Me: “I’m sorry to interrupt this conversation, but is there a problem?” I say as kindly as one can while wanting to punch someone in the face.
Bride: “Yes there’s a problem. People were thrown out of my wedding.”
Me: “There were two men asked to leave the reception, you are correct.”
Bride: “I cannot believe this! They didn’t do anything wrong! They didn’t even hit anyone or get into a fight yet.”
Me: “Well they were disrespectful to the police officers, my staff and they were drinking underage.”
I honestly didn’t make out a lot of the next couple of sentences that were screamed in my face. It was a string of profanities and fingers being pointed in my face. I was in shock and I was doing everything to contain my anger and laughter. I was instantly whisked away to the set of Jerry Springer.
I was brought back into reality by the police officers standing on each side of me. One said “We are done hearing this, are you done? We can take her out of here right now!”
My eyes focus back on the situation and notice that no only is the “lovely” bride still scream at me, but looking around the entrance of the reception facility there is a crowd – I think I noticed a few fist pumps, some Arsenio Hall “whoops,” and other cat calls associated with professional wrestling events or NASCAR and I was ripped from Jerry Springer, back to reality.
Me: “Bride. Listen. Bride. BRIDE!!!”
Bride: “Yeah, B****”
Me: “I am going to give you two choices. A) These officers can take you out of your wedding reception and you can spend your wedding night in jail or B) you can go back into your wedding reception and enjoy the rest of your night.”
Then I was called names that I have never been called before and words I am not even comfortable using asterisks to “bleep” them out.
Within seconds, the officers were being called back to the bar, to help the bartenders “control a situation.”
A few minutes later I was called back to the reception area to speak with the bride’s father. I explained the situation. He was almost in tears from the embarrassment and apologized for his daughter. He supported my decisions 100% and he want back into the reception and hung out by the bar the rest of the night. If a guest even thought about raising his or her voice at one of the bartenders, the father interjected and either told them to go dance or to leave the reception. Thank my lucky stars for this Father of the Bride!!!
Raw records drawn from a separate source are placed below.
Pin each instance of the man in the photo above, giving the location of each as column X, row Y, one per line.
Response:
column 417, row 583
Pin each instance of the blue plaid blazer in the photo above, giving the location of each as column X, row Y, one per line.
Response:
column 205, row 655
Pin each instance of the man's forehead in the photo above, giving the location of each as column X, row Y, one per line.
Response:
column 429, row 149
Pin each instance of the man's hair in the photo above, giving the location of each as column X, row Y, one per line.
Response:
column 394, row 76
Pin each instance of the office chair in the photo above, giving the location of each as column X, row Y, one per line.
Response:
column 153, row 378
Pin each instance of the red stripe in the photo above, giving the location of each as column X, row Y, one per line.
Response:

The rest of the evening went fairly well. I had to threaten a group of 10 year olds with being arrested to get them to listen to me, we had to clean up intentional spills, but at least there were not any more people who decided they wanted to scream in my face.
When the bar closed and people left the building, we all did a happy dance.
I do believe that we can learn something from every encounter we have during our lives. What did I learn from this bride? Hmmmmm….I learned that a great way to accessorize a wedding dress is to get a tattoo. I also learned a plethora of new curse words.
I have a feeling that this is NOT the last time I will hear from this bride or her family. There is a small part of me that doesn’t want to check my voicemail or answer my phone for the next couple of weeks. I anticipate a phone call from the bride or her mother any second now.
Oh no, my phone is ringing now – I hope it is not them!!!